Hard Money Brokers are not only a great source of easy financing for yourself when buying properties, but they are also great to use for getting your buyers financed when you are dealing in the Wholesaling Quadrant. Knowing how to help your flip buyers get financed helps you to get your properties resold faster. Furthermore, the fact that you can assist the buyer in getting quick financing with money for repairs, can even increase the sales price you can get on the flip.
The key is to know the terms at which the broker will lend money. Then when a buyer calls you on a wholesale deal you are selling, you can tell the investor that if they like the property, you can get them a loan at X amount of dollars at X interest rate and so on. If they are interested, they can give you a deposit and you will then send them to your broker. You can even agree to give them their deposit back, if your broker will not finance them. This way, they have nothing to lose.
Of course, you don’t want to send a bunch of buyers to your hard money brokers thus giving away your financing sources. Therefore, you should only refer a buyer after they have signed a sales agreement and given you a deposit. You can also get a non-circumvention agreement from the broker. The agreement should state that the broker agrees not to lend money to an investor (on other deals) who has received a loan in connection with the purchasing of one of your properties. Hard money brokers understand the competitive world of real estate investing and most do not have a problem with signing such an agreement especially seeing as how you will be sending new borrowers their way.
You should also get a non-circumvention agreement signed if you get one of your private lenders or partners to finance your buyer. In either case, you can have the broker or lender sign an agreement, as well as have the buyer sign a separate copy.
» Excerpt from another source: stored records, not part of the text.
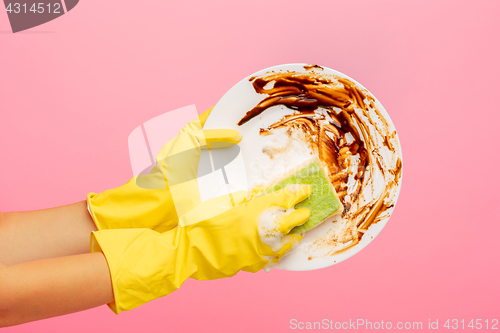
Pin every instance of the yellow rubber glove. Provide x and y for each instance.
(212, 241)
(147, 201)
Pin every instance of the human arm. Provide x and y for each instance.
(43, 234)
(53, 287)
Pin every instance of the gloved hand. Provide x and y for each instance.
(215, 240)
(150, 201)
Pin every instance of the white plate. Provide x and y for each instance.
(226, 114)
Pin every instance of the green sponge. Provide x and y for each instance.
(323, 202)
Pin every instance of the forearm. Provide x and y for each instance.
(43, 234)
(53, 287)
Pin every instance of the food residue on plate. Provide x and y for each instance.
(342, 125)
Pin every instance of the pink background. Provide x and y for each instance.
(73, 89)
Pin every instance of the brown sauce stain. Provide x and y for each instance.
(334, 115)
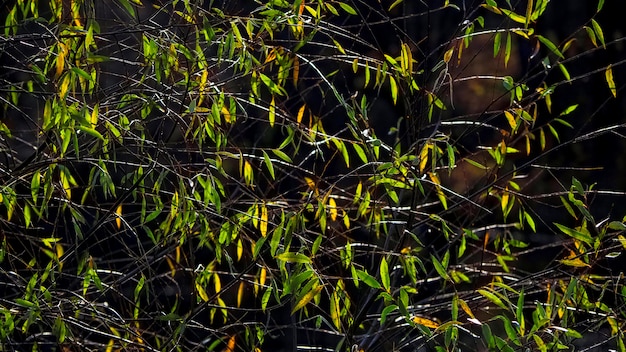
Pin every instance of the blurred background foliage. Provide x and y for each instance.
(312, 175)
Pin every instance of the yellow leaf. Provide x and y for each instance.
(270, 57)
(239, 249)
(300, 114)
(426, 322)
(272, 112)
(240, 294)
(622, 240)
(262, 276)
(424, 157)
(263, 222)
(248, 174)
(448, 55)
(202, 292)
(230, 346)
(226, 114)
(332, 209)
(576, 262)
(94, 116)
(609, 80)
(118, 218)
(65, 182)
(60, 61)
(505, 199)
(217, 283)
(64, 86)
(307, 298)
(510, 118)
(310, 182)
(466, 309)
(296, 69)
(174, 206)
(407, 58)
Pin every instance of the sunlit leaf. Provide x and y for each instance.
(291, 257)
(368, 279)
(425, 322)
(384, 274)
(394, 89)
(598, 30)
(493, 298)
(608, 73)
(202, 292)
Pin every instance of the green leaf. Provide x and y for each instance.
(347, 8)
(385, 312)
(598, 30)
(268, 164)
(496, 44)
(493, 298)
(360, 152)
(439, 268)
(608, 73)
(384, 274)
(307, 298)
(291, 257)
(394, 89)
(279, 153)
(367, 278)
(82, 73)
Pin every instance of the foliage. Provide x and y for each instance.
(238, 177)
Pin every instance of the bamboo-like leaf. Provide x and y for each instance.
(598, 30)
(300, 113)
(368, 279)
(510, 118)
(575, 262)
(493, 298)
(291, 257)
(307, 298)
(118, 218)
(504, 202)
(349, 9)
(230, 345)
(496, 44)
(263, 221)
(269, 165)
(394, 89)
(424, 156)
(296, 68)
(279, 153)
(439, 268)
(240, 291)
(425, 322)
(272, 112)
(507, 50)
(202, 292)
(384, 274)
(332, 209)
(608, 73)
(529, 11)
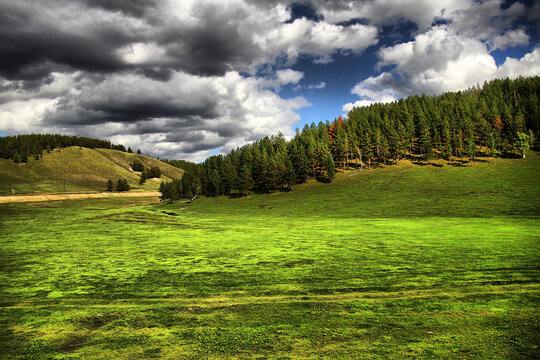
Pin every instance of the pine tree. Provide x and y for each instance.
(330, 167)
(523, 143)
(24, 156)
(245, 182)
(143, 177)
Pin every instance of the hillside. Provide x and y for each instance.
(81, 168)
(397, 262)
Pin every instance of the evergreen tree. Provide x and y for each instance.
(523, 143)
(24, 156)
(143, 177)
(245, 182)
(330, 167)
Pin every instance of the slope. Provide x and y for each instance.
(78, 169)
(393, 263)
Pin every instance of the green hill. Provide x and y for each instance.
(397, 262)
(78, 169)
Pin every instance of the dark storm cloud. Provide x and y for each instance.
(78, 112)
(31, 47)
(304, 10)
(35, 40)
(212, 46)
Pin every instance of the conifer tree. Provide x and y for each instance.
(245, 182)
(330, 167)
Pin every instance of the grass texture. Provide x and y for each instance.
(392, 263)
(82, 169)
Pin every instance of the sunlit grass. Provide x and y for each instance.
(76, 169)
(409, 262)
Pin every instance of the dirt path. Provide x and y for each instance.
(51, 197)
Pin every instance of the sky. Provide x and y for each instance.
(186, 79)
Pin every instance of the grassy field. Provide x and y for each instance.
(82, 169)
(392, 263)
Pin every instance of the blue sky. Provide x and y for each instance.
(191, 78)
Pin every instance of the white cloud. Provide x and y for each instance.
(437, 61)
(185, 117)
(317, 86)
(318, 39)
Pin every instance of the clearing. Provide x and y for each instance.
(393, 263)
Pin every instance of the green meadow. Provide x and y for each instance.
(78, 169)
(392, 263)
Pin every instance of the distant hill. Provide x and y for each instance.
(79, 169)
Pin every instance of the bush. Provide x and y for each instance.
(122, 185)
(154, 172)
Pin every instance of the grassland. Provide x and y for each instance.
(76, 169)
(392, 263)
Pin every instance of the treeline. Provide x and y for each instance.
(21, 147)
(502, 117)
(146, 173)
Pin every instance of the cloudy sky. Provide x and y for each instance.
(191, 78)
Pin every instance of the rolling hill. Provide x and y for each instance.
(78, 169)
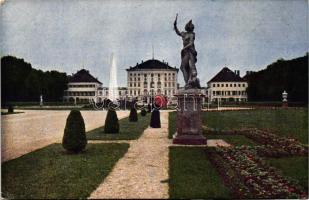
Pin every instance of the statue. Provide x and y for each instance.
(188, 55)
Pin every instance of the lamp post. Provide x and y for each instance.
(284, 99)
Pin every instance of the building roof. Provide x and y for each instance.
(226, 75)
(151, 64)
(83, 76)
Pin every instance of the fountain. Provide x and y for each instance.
(113, 93)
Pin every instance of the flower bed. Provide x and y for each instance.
(271, 144)
(248, 177)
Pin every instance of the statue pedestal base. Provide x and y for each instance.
(189, 123)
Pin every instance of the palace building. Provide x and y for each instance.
(152, 77)
(82, 86)
(227, 86)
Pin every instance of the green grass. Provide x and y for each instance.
(7, 113)
(286, 122)
(294, 167)
(193, 176)
(128, 130)
(51, 173)
(235, 140)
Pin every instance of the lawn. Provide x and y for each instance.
(192, 175)
(286, 122)
(235, 140)
(51, 173)
(294, 167)
(7, 113)
(128, 130)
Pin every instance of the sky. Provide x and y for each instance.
(67, 35)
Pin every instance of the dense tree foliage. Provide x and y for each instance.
(21, 82)
(288, 75)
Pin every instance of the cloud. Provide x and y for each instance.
(65, 35)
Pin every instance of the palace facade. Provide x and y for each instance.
(82, 86)
(227, 86)
(154, 77)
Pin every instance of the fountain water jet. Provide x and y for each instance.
(113, 93)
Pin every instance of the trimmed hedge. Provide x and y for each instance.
(10, 109)
(111, 122)
(155, 119)
(133, 115)
(74, 138)
(143, 112)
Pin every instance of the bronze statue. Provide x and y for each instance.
(188, 55)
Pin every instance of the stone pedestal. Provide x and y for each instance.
(189, 122)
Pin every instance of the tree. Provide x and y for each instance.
(289, 75)
(20, 82)
(74, 138)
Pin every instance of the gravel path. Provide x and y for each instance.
(143, 171)
(34, 129)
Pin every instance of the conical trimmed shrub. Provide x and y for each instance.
(155, 119)
(149, 108)
(74, 137)
(111, 122)
(133, 115)
(143, 112)
(11, 109)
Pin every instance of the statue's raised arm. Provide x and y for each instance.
(188, 55)
(175, 26)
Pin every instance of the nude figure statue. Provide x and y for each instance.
(188, 55)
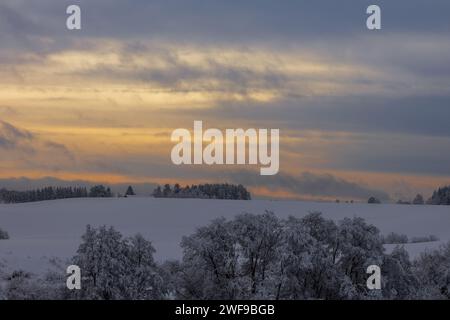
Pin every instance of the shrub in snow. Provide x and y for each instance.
(117, 268)
(373, 200)
(263, 257)
(430, 238)
(395, 238)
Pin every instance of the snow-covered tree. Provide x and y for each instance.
(117, 268)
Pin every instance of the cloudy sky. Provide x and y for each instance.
(360, 112)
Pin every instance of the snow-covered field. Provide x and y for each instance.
(43, 230)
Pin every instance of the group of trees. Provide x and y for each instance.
(440, 197)
(203, 191)
(249, 257)
(52, 193)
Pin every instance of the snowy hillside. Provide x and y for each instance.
(43, 230)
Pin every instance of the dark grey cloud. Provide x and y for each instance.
(224, 20)
(23, 144)
(308, 184)
(11, 136)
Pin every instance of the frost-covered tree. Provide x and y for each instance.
(418, 200)
(398, 279)
(117, 268)
(432, 268)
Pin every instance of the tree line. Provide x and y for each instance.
(203, 191)
(248, 257)
(53, 193)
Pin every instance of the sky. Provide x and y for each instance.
(360, 112)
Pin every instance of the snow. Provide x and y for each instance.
(43, 230)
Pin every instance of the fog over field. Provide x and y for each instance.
(44, 230)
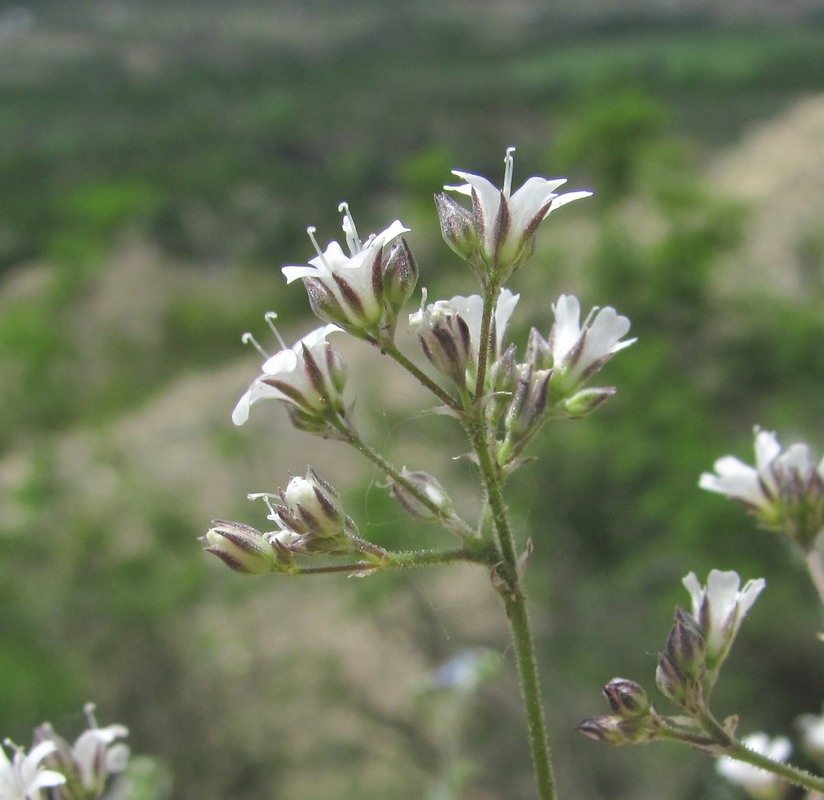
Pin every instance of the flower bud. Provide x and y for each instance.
(626, 698)
(670, 680)
(429, 486)
(586, 401)
(312, 506)
(240, 547)
(445, 339)
(457, 226)
(526, 411)
(686, 646)
(618, 731)
(324, 302)
(400, 276)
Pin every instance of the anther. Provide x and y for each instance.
(352, 238)
(270, 317)
(311, 231)
(247, 338)
(508, 164)
(88, 710)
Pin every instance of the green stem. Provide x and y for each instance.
(815, 565)
(485, 348)
(516, 611)
(734, 749)
(451, 521)
(512, 588)
(788, 772)
(393, 352)
(407, 560)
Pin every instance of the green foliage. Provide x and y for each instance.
(221, 156)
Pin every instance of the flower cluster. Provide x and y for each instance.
(464, 339)
(700, 641)
(784, 490)
(498, 235)
(688, 668)
(310, 520)
(363, 291)
(80, 771)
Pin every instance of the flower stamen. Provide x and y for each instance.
(270, 317)
(509, 162)
(248, 338)
(311, 231)
(352, 238)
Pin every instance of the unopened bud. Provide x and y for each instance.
(457, 226)
(400, 276)
(324, 303)
(626, 698)
(686, 646)
(240, 547)
(618, 731)
(670, 680)
(430, 487)
(586, 401)
(312, 505)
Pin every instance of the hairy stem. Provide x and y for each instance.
(407, 560)
(734, 749)
(394, 353)
(506, 571)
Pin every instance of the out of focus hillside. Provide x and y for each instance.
(164, 161)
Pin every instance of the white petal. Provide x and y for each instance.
(602, 336)
(294, 272)
(749, 594)
(567, 329)
(503, 311)
(735, 479)
(767, 449)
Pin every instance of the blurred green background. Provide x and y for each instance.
(161, 161)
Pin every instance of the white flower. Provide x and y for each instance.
(578, 350)
(97, 755)
(719, 608)
(758, 782)
(361, 291)
(309, 375)
(23, 777)
(785, 490)
(504, 222)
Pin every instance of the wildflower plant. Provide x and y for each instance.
(500, 393)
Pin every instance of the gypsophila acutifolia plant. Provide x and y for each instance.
(784, 492)
(501, 395)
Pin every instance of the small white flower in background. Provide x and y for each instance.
(498, 235)
(22, 777)
(308, 376)
(719, 608)
(784, 490)
(363, 291)
(91, 761)
(760, 784)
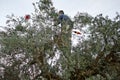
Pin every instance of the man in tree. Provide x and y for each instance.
(65, 21)
(65, 33)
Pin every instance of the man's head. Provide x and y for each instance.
(61, 12)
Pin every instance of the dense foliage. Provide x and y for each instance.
(31, 50)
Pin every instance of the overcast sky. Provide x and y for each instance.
(70, 7)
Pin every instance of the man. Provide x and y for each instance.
(65, 33)
(64, 20)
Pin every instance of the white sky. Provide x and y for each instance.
(70, 7)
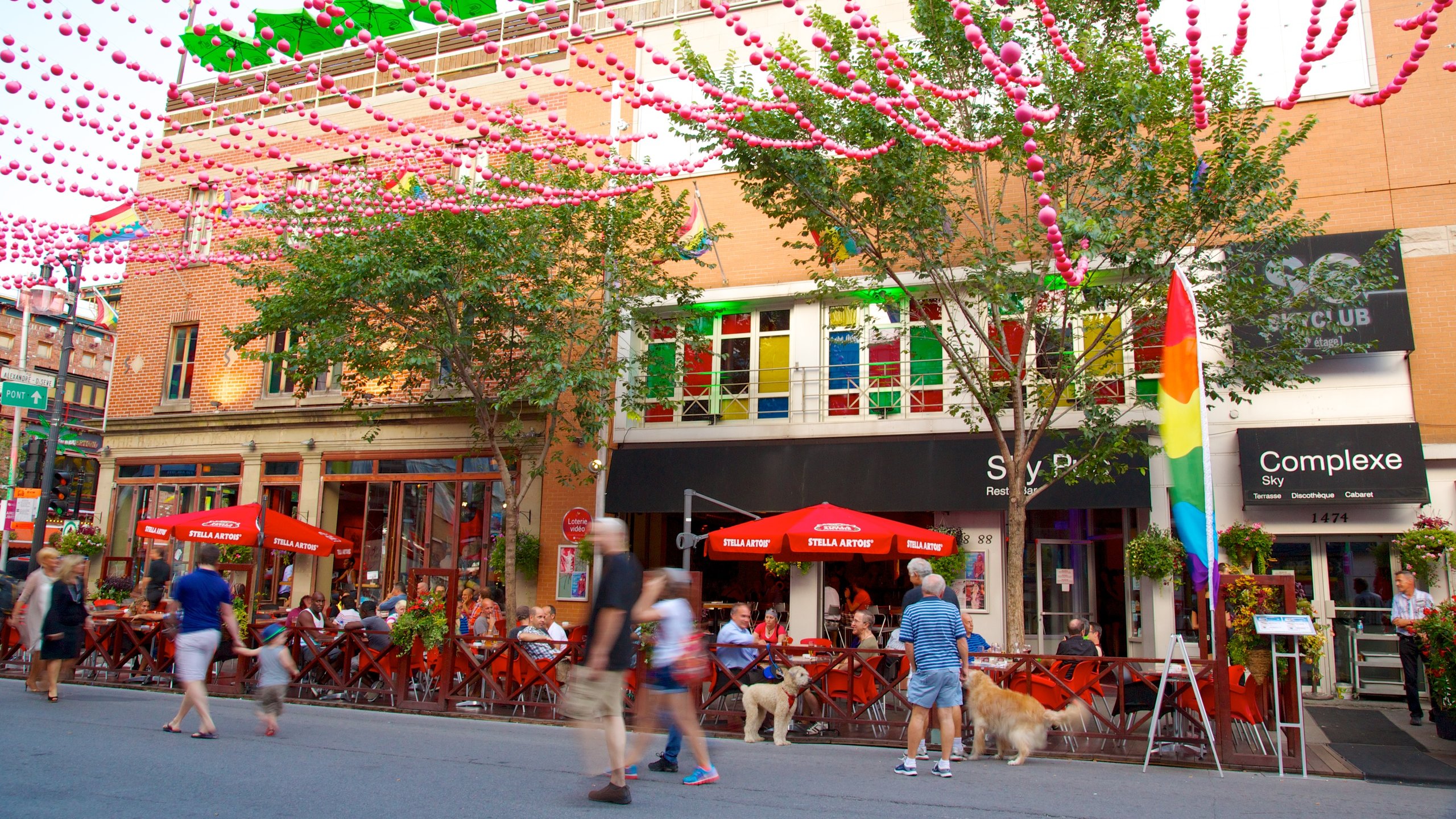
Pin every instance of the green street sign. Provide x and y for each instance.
(24, 395)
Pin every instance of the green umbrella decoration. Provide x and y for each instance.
(223, 51)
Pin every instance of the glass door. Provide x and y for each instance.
(1065, 570)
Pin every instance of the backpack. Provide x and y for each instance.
(11, 591)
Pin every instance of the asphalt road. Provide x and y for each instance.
(101, 752)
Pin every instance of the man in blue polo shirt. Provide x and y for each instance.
(935, 649)
(206, 602)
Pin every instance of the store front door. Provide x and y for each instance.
(1349, 581)
(1064, 591)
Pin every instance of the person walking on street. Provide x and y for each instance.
(1408, 607)
(61, 630)
(675, 631)
(206, 602)
(35, 598)
(596, 690)
(935, 647)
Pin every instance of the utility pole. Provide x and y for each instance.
(19, 424)
(73, 276)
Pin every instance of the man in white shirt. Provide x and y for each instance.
(1407, 608)
(555, 630)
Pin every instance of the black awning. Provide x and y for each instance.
(924, 474)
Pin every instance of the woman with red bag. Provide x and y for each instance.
(679, 662)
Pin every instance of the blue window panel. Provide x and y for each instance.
(774, 407)
(843, 361)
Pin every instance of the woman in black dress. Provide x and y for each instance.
(63, 624)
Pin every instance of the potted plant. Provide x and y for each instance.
(86, 540)
(1424, 545)
(115, 589)
(1156, 554)
(424, 618)
(1439, 633)
(1248, 545)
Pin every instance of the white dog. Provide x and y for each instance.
(776, 697)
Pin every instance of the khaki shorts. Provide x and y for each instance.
(270, 700)
(593, 696)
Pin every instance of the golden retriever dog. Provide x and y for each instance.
(776, 697)
(1017, 721)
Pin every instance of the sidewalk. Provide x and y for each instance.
(1375, 741)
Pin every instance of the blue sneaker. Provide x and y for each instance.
(701, 777)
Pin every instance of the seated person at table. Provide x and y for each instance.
(918, 570)
(737, 633)
(771, 630)
(523, 618)
(857, 598)
(533, 636)
(973, 642)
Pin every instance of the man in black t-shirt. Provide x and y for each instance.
(159, 572)
(596, 690)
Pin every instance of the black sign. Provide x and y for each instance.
(1333, 465)
(932, 474)
(1382, 320)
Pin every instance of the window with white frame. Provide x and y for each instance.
(739, 371)
(197, 232)
(883, 359)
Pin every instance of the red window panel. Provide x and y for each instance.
(698, 371)
(737, 324)
(843, 404)
(928, 401)
(1014, 334)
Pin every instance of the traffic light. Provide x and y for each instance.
(63, 493)
(34, 464)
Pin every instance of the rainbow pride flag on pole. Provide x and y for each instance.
(1186, 436)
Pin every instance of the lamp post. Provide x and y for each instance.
(73, 276)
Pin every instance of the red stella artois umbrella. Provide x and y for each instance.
(239, 525)
(826, 532)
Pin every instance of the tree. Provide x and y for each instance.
(1136, 188)
(508, 317)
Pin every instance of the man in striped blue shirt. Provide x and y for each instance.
(935, 647)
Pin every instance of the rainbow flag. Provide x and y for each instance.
(693, 238)
(120, 224)
(1186, 435)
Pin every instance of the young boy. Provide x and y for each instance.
(276, 669)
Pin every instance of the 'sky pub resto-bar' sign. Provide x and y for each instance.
(1353, 464)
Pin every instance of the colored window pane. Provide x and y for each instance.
(884, 363)
(884, 403)
(660, 365)
(774, 407)
(925, 309)
(926, 365)
(1005, 349)
(843, 404)
(774, 365)
(734, 377)
(926, 401)
(843, 317)
(843, 361)
(737, 324)
(734, 408)
(774, 321)
(698, 371)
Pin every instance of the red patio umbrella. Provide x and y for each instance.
(826, 532)
(239, 525)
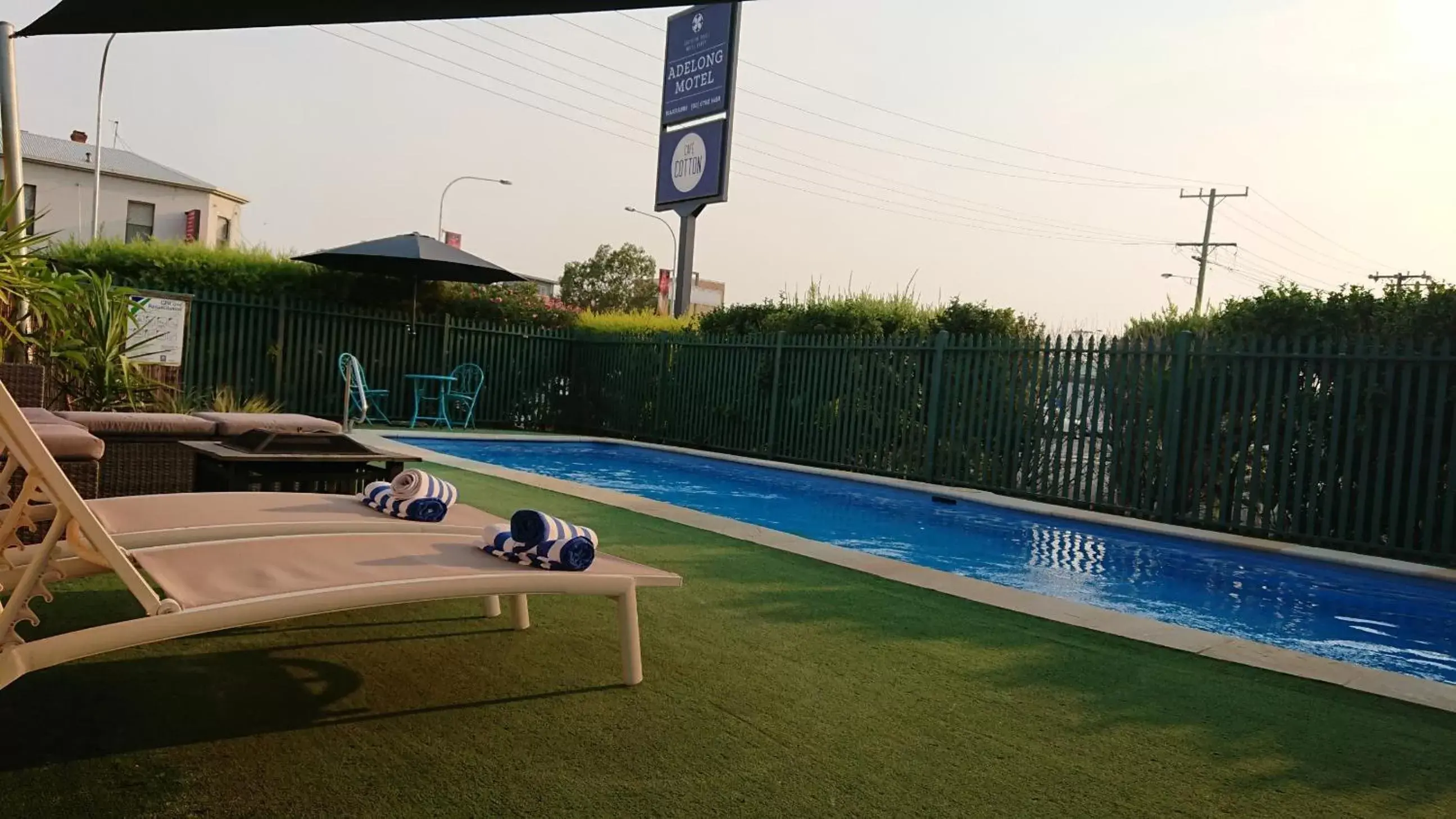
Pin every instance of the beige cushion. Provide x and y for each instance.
(159, 424)
(69, 443)
(206, 574)
(271, 512)
(230, 424)
(37, 416)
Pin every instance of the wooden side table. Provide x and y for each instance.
(226, 469)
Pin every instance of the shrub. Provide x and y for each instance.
(1287, 310)
(1292, 312)
(503, 304)
(1168, 322)
(255, 271)
(865, 315)
(635, 324)
(981, 319)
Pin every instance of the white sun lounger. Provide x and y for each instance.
(156, 520)
(225, 584)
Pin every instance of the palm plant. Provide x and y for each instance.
(89, 345)
(30, 292)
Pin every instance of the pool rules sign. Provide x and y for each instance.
(696, 129)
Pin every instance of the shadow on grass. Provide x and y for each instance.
(85, 711)
(95, 709)
(1326, 736)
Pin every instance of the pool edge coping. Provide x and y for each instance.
(1181, 638)
(987, 498)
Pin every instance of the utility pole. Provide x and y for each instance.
(1208, 230)
(1401, 278)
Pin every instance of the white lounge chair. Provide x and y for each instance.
(158, 520)
(225, 584)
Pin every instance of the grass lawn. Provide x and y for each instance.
(775, 687)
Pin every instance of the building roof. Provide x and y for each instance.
(114, 162)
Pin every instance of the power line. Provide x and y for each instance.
(498, 79)
(1349, 267)
(951, 200)
(952, 220)
(1208, 232)
(1290, 251)
(1286, 268)
(632, 108)
(886, 136)
(1079, 230)
(479, 87)
(1401, 278)
(1017, 216)
(910, 119)
(539, 58)
(1270, 203)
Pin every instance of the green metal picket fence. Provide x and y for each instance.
(1341, 444)
(289, 351)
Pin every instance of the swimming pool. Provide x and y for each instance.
(1375, 618)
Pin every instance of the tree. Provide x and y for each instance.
(622, 280)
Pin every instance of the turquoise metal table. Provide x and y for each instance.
(423, 384)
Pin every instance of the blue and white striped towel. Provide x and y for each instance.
(530, 527)
(412, 485)
(568, 554)
(423, 508)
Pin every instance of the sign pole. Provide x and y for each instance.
(696, 140)
(686, 238)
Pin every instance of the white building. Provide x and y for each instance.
(139, 198)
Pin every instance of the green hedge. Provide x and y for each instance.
(865, 315)
(1290, 312)
(193, 268)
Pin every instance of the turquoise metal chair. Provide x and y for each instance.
(465, 390)
(361, 399)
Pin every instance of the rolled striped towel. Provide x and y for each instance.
(570, 554)
(423, 509)
(415, 484)
(532, 527)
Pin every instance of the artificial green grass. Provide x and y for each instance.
(775, 687)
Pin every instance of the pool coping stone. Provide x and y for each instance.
(1167, 635)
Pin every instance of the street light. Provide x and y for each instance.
(673, 233)
(440, 228)
(101, 87)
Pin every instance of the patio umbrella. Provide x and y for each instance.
(412, 257)
(120, 16)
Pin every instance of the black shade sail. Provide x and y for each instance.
(123, 16)
(411, 257)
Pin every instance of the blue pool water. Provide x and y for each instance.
(1373, 618)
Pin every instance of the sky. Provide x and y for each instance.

Be Careful Who You Bring To Your Sources
You should also be careful who you take to your hard money sources. If the investor you refer over does not follow through on the investment and the private lender has to take that property back, this can reflect badly on you. You don’t want to get a reputation of providing bad borrowers. Otherwise, the hard money lenders will quickly cut you off, even though you aren’t the one who defaulted on the loan.